Ways for wholesale and logistics to leverage technology to improve efficiencies

28 October 2013

Dan Hawker

Dan Hawker

Former Head of Tobacco, Wholesale & Retail

Getting materials and products from point A to point B is integral to any manufacturing process, and often a sore spot for hidden waste and inefficiencies.

This ranges from minimising rising transport costs, due in part to fuel increases and road taxes, to increasing logistical efficiency. Being able to strike a perfect balance between the two is nirvana for many companies. And innovation in logistics and wholesale operations is high on many manufacturers’ agenda.

The logistics-anti-innovation myth

A stigma associated with the logistics industry has been a lack of innovation running through its core. It was reactive to customer’s needs rather than proactive.

A well-known example from the logistics service industry is Federal Express' overnight delivery service for documents and parcels. This innovative service created an entirely new market segment that continues to provide significant profits to Federal Express and benefits to customers. But in technological senses, this couldn’t be further from the truth.

American retailer Walmart improved the efficiency of its private fleet by almost 69 percent last year compared to in 2005. All while increasing delivery of cases to 65 million, while driving 28 million fewer miles.
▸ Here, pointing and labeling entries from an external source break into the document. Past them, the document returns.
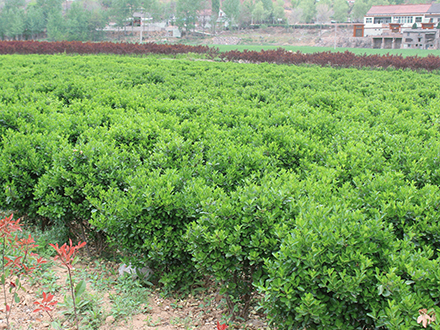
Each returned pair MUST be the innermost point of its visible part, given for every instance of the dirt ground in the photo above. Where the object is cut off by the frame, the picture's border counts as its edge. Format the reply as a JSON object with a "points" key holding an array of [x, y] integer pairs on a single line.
{"points": [[192, 312]]}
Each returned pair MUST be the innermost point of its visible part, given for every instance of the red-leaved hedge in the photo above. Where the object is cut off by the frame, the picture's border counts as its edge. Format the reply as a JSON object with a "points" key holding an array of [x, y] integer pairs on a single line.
{"points": [[279, 56]]}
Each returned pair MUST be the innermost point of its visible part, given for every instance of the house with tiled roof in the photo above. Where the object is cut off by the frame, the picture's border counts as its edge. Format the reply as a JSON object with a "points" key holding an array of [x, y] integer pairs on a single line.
{"points": [[403, 26]]}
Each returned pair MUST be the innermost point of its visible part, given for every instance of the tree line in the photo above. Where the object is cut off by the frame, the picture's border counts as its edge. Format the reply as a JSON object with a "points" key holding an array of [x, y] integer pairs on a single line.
{"points": [[85, 19]]}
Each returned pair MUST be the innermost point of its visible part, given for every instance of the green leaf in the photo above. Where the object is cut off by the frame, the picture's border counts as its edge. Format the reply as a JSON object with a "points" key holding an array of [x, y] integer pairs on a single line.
{"points": [[80, 288]]}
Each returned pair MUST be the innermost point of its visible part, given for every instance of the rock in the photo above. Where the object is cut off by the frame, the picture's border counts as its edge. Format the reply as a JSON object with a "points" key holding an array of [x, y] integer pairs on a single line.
{"points": [[109, 319], [144, 271]]}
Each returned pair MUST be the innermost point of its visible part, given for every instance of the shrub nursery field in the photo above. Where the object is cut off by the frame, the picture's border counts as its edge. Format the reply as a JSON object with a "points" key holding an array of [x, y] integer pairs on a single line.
{"points": [[313, 189]]}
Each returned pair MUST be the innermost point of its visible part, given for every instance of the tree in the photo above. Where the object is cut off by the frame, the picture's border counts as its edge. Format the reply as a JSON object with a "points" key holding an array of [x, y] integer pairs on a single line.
{"points": [[278, 13], [246, 9], [50, 7], [340, 10], [360, 8], [35, 23], [309, 10], [259, 14], [186, 13], [232, 10], [123, 10], [77, 23], [296, 15], [55, 26], [323, 13], [215, 7]]}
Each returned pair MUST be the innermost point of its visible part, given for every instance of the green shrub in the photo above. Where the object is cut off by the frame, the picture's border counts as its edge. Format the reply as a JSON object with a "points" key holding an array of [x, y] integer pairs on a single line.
{"points": [[78, 174], [24, 159], [148, 220], [236, 233], [337, 269]]}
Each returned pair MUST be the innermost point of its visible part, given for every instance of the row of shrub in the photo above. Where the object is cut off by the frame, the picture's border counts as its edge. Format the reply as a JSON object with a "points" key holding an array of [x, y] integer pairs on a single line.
{"points": [[315, 187], [279, 56]]}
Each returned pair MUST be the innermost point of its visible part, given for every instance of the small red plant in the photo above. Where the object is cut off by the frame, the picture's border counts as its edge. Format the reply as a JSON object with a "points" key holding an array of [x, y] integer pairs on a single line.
{"points": [[46, 305], [221, 326], [21, 261], [66, 254]]}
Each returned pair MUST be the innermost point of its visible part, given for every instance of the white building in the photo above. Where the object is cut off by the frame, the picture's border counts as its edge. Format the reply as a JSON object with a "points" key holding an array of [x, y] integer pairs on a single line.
{"points": [[392, 18]]}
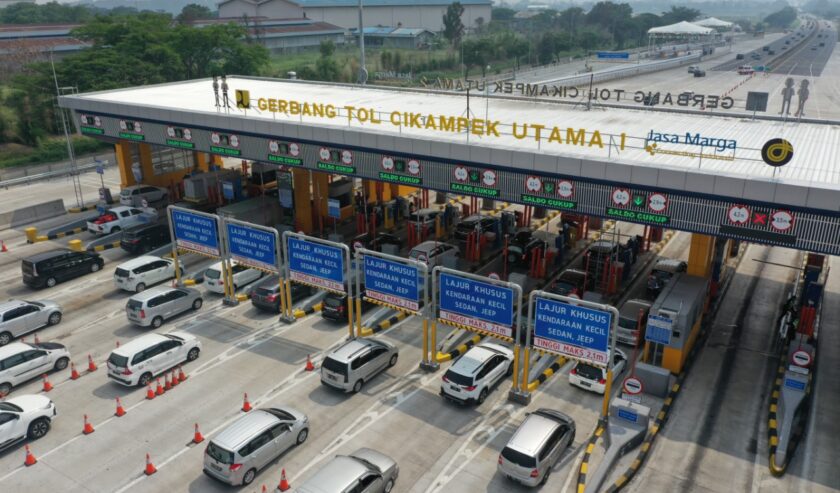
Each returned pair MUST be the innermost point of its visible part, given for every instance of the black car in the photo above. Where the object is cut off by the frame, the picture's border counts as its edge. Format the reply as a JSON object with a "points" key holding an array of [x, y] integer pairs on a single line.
{"points": [[474, 223], [50, 268], [266, 294], [522, 245], [335, 306], [144, 238]]}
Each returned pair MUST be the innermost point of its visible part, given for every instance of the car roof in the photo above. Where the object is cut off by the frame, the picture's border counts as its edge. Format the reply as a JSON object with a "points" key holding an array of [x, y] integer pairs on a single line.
{"points": [[245, 428]]}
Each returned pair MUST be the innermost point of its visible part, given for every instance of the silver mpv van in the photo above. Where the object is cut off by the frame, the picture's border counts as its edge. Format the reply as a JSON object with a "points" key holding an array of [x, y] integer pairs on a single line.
{"points": [[236, 454], [536, 446], [356, 362]]}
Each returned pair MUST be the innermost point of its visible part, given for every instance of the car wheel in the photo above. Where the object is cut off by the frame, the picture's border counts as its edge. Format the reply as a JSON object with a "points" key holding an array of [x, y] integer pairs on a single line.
{"points": [[61, 364], [38, 428], [249, 476], [144, 380], [193, 354]]}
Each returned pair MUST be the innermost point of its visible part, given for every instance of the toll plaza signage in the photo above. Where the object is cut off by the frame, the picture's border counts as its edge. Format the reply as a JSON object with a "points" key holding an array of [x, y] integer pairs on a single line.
{"points": [[475, 304], [195, 231], [316, 264], [252, 245], [576, 331], [393, 283]]}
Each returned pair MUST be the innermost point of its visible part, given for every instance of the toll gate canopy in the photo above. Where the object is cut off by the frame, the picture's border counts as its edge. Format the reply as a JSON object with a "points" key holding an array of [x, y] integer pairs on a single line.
{"points": [[762, 181]]}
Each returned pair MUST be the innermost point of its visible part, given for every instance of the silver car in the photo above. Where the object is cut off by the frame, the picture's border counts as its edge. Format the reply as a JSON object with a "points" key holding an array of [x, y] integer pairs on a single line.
{"points": [[364, 470], [537, 446], [153, 306], [236, 454], [19, 317], [356, 362]]}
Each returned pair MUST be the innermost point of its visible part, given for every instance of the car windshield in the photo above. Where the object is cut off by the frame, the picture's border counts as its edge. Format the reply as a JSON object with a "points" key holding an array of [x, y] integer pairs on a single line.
{"points": [[589, 372], [219, 454], [334, 366], [118, 360], [519, 458]]}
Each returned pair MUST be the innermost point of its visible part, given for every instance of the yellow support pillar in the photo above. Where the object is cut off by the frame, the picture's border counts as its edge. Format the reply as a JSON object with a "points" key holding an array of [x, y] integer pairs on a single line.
{"points": [[303, 203], [123, 153]]}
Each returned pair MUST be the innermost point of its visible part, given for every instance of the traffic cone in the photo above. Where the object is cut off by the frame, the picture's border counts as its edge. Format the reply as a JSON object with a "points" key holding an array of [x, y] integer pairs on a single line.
{"points": [[120, 410], [284, 483], [197, 438], [150, 468], [47, 384], [88, 428], [30, 459]]}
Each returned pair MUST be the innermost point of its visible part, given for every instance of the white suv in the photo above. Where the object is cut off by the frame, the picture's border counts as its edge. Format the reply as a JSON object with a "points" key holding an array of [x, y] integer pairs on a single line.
{"points": [[474, 374], [242, 275], [25, 416], [142, 272], [141, 359]]}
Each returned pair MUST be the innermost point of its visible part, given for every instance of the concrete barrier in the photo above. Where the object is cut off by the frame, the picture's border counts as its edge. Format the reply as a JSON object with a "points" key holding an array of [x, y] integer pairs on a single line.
{"points": [[26, 215]]}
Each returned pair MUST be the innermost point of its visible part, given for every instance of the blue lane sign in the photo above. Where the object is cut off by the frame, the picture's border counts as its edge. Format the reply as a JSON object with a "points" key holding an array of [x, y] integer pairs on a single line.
{"points": [[576, 331], [316, 264], [392, 282], [480, 305], [196, 232], [334, 208], [659, 330], [252, 246]]}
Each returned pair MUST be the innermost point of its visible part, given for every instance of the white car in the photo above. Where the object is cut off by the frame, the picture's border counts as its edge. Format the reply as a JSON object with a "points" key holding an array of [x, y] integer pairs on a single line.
{"points": [[432, 253], [120, 218], [22, 361], [143, 358], [25, 416], [474, 374], [242, 275], [142, 272], [593, 378], [19, 317], [133, 196]]}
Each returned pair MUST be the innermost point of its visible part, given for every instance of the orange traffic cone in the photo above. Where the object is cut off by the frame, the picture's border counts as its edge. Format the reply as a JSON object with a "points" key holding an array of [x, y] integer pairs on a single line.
{"points": [[30, 459], [197, 438], [150, 468], [284, 483], [47, 384], [120, 410]]}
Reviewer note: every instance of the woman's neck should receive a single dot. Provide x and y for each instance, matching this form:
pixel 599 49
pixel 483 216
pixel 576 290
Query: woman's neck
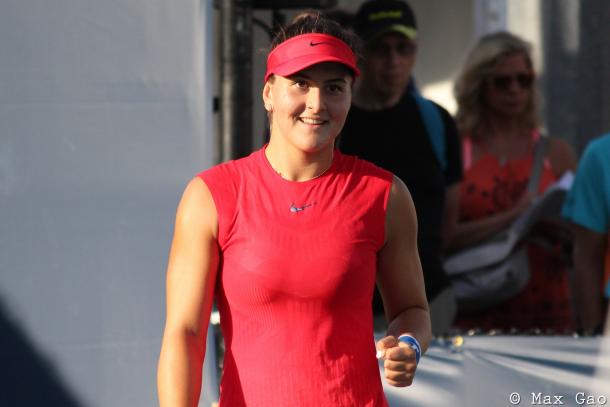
pixel 293 164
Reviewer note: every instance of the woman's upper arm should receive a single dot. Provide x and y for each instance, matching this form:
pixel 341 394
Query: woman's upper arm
pixel 193 261
pixel 399 273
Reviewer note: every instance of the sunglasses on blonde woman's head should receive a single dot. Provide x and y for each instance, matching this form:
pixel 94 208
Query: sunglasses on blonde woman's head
pixel 504 82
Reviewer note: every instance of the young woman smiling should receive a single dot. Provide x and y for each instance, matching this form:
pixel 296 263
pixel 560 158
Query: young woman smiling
pixel 290 241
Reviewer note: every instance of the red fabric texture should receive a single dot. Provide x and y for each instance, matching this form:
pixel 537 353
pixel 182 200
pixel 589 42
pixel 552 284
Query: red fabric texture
pixel 490 187
pixel 295 286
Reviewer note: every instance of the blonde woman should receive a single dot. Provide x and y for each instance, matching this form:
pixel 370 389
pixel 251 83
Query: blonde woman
pixel 498 120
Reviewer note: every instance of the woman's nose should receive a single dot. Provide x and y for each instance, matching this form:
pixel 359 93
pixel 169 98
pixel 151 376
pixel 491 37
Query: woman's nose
pixel 315 99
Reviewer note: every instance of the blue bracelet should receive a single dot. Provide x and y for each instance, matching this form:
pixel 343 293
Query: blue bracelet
pixel 413 344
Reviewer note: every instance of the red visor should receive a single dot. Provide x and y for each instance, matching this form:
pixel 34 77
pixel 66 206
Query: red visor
pixel 303 51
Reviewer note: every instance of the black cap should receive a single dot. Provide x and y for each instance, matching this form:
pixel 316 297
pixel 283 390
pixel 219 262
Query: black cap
pixel 378 17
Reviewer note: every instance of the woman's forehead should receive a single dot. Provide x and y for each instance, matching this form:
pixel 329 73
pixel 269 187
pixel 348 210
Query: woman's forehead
pixel 325 71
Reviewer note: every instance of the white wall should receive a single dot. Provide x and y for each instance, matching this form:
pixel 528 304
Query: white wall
pixel 105 114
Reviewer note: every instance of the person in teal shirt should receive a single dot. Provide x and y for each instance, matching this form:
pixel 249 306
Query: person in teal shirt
pixel 587 207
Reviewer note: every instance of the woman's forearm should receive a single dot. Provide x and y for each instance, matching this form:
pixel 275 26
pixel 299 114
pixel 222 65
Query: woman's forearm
pixel 179 373
pixel 414 321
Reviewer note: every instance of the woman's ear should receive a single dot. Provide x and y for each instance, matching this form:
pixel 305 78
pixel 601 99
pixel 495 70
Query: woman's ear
pixel 267 93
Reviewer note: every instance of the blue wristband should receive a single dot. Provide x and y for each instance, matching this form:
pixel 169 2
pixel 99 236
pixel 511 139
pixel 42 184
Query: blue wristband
pixel 413 344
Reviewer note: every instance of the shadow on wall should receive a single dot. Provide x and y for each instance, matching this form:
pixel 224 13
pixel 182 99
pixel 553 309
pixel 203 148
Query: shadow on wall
pixel 26 377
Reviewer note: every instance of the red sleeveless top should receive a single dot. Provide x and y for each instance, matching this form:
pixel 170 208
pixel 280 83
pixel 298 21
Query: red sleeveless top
pixel 489 187
pixel 298 264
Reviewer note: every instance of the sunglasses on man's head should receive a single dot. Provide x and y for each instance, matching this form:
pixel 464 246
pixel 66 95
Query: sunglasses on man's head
pixel 504 82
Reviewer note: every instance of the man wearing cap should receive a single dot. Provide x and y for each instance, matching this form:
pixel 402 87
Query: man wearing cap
pixel 393 126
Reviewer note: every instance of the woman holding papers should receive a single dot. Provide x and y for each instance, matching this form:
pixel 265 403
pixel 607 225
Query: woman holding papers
pixel 498 119
pixel 289 241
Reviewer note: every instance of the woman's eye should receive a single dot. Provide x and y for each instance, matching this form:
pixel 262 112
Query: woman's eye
pixel 301 84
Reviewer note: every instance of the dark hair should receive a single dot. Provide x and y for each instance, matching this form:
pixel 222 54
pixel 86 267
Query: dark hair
pixel 316 22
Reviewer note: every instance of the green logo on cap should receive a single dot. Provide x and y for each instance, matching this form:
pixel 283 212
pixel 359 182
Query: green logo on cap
pixel 380 15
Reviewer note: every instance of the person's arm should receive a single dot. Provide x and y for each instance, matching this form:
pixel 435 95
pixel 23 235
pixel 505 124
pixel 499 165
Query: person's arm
pixel 191 275
pixel 401 284
pixel 589 251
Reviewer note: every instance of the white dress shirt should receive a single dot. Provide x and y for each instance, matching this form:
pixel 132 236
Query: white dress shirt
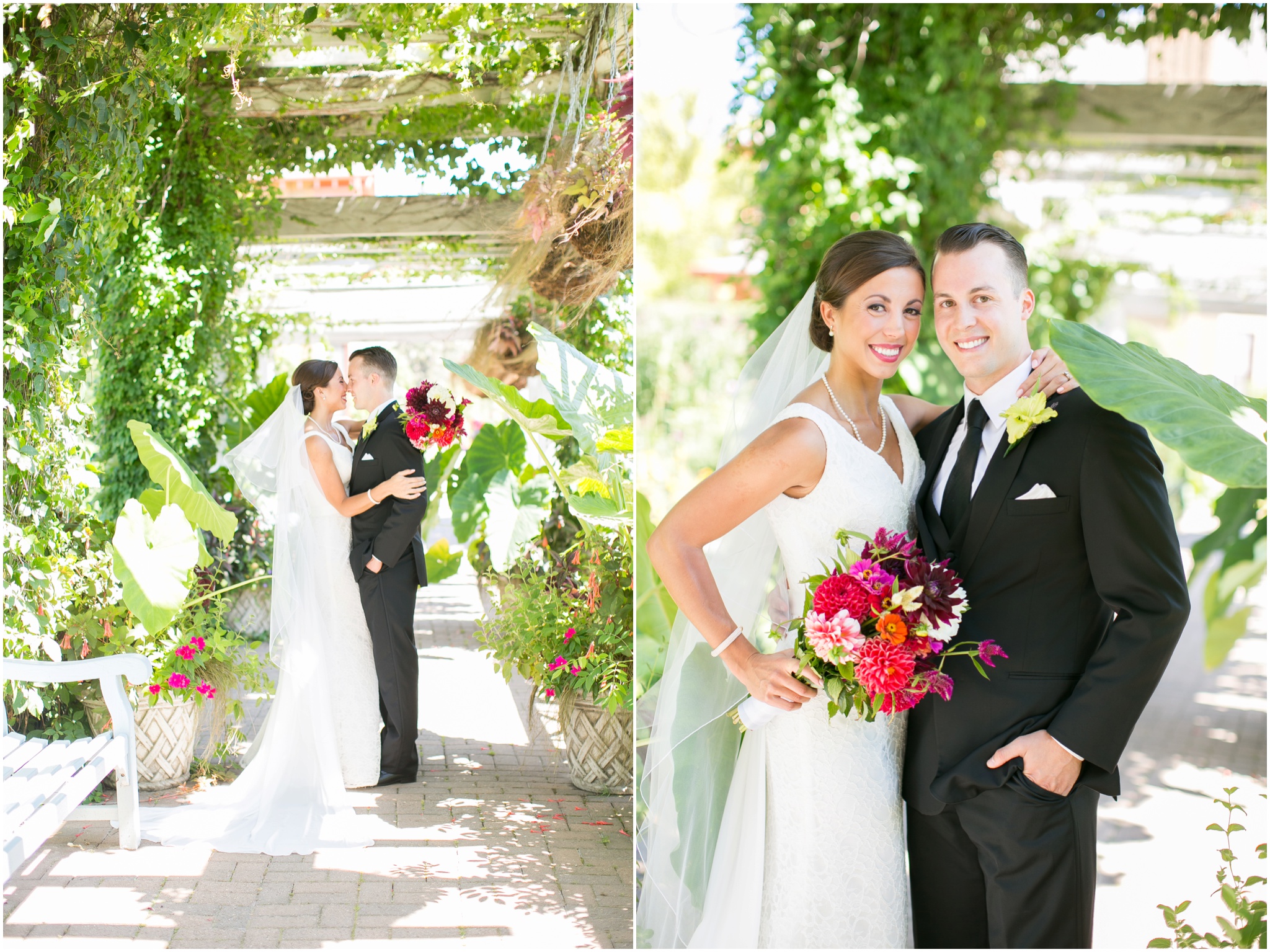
pixel 996 400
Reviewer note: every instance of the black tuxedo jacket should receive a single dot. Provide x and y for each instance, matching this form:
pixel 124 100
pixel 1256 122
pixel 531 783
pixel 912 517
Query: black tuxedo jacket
pixel 389 530
pixel 1085 592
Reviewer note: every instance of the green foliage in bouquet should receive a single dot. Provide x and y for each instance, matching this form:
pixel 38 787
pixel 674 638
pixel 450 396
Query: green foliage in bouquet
pixel 1215 429
pixel 1246 924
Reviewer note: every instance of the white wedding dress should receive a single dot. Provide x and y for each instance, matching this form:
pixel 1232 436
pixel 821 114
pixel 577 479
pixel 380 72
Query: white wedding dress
pixel 322 731
pixel 833 863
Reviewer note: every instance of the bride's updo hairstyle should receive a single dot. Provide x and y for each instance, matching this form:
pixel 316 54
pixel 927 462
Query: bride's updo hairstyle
pixel 850 263
pixel 311 375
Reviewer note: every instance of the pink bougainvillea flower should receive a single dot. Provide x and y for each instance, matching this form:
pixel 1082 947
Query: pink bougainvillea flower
pixel 990 649
pixel 884 668
pixel 835 640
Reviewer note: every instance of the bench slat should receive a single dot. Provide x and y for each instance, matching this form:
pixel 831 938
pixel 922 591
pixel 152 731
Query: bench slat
pixel 31 835
pixel 27 750
pixel 45 775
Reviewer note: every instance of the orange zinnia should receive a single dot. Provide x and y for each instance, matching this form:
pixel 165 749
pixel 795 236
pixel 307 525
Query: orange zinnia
pixel 892 628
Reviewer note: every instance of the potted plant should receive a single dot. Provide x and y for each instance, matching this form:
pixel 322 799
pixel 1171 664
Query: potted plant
pixel 564 623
How was this achieved?

The heavier loads have minimal impact on its fuel-efficient equipment, which includes an average tractor age of three years and the addition of more than 13,000 skirted trailers. It also adopted ORTEC Vehicle Routing to optimize routes, while using the same company’s Load Building software to optimize its load building. Other users include global retailers such as Tesco and Carrefour and consumer products companies such as Coca-Cola and Proctor & Gamble.

While staying in line with the green agenda, logistics operations have utilised technology to take give added service and make the running of it more efficient. Ultimately, this small but effective move also brings with it agility.

Enhancing the in house setup

So while on the road it is established innovations are happening more in logistics, most UK manufacturers of any scale would have invested in in MRP or ERP systems by now. But it is common for manufacturers to invest in a system which is particularly good for planning manufacturing or is strong in financials.

However, warehouse management is often an afterthought, with manufacturers often still using paper-based picking systems with no or limited automated confirmation processes to track last minute errors. Systems must allow for a common view of stock, and retailers including Aurora, White Stuff and John Lewis are all investing in systems that will support multichannel visibility.

Amazon, the model for customer service innovation which is the envy of all sectors, has set the standard for innovating in its logistics operations. Last year it rolled out its Amazon lockers, offers customers in select locations the option of having their package delivered to an Amazon Locker instead of to their street address. The big logistics firms FedEx, DHL, UPS all missed this as a potential innovation, a small but effective tool towards service enhancement.

Increased supplier communication

In the age of social, web-based communication, retailers are improving supplier communication and transaction processing, helping to cut supply chain costs and bring products to market faster than the competition.

Companies increasing software adoption have seen platforms automate many procedures and relay information about orders to the warehouse, the accounting department and the customer. There are also the added platforms of networks, providing members of logistics chains access to information and applications to support purchase order management, demand forecasting, shipping notices and bar-code label generation.

Another game changing technology to emerge is radio frequency identification (RFID). Its process provides information on a product and its journey through the supply chain. A big innovator this year was Korean tyre manufacturer Kumho Tyres, which in a global first, announced the placing of RFID tags on all Tyre products it manufactures to increase workflow efficiency. It now expects to cut £5.9 million in annual costs in the area of logistics, production and quality control as a result.

What such action proves is that engaging technology will be the big leveller for companies often fighting hard against ever-changing global issues.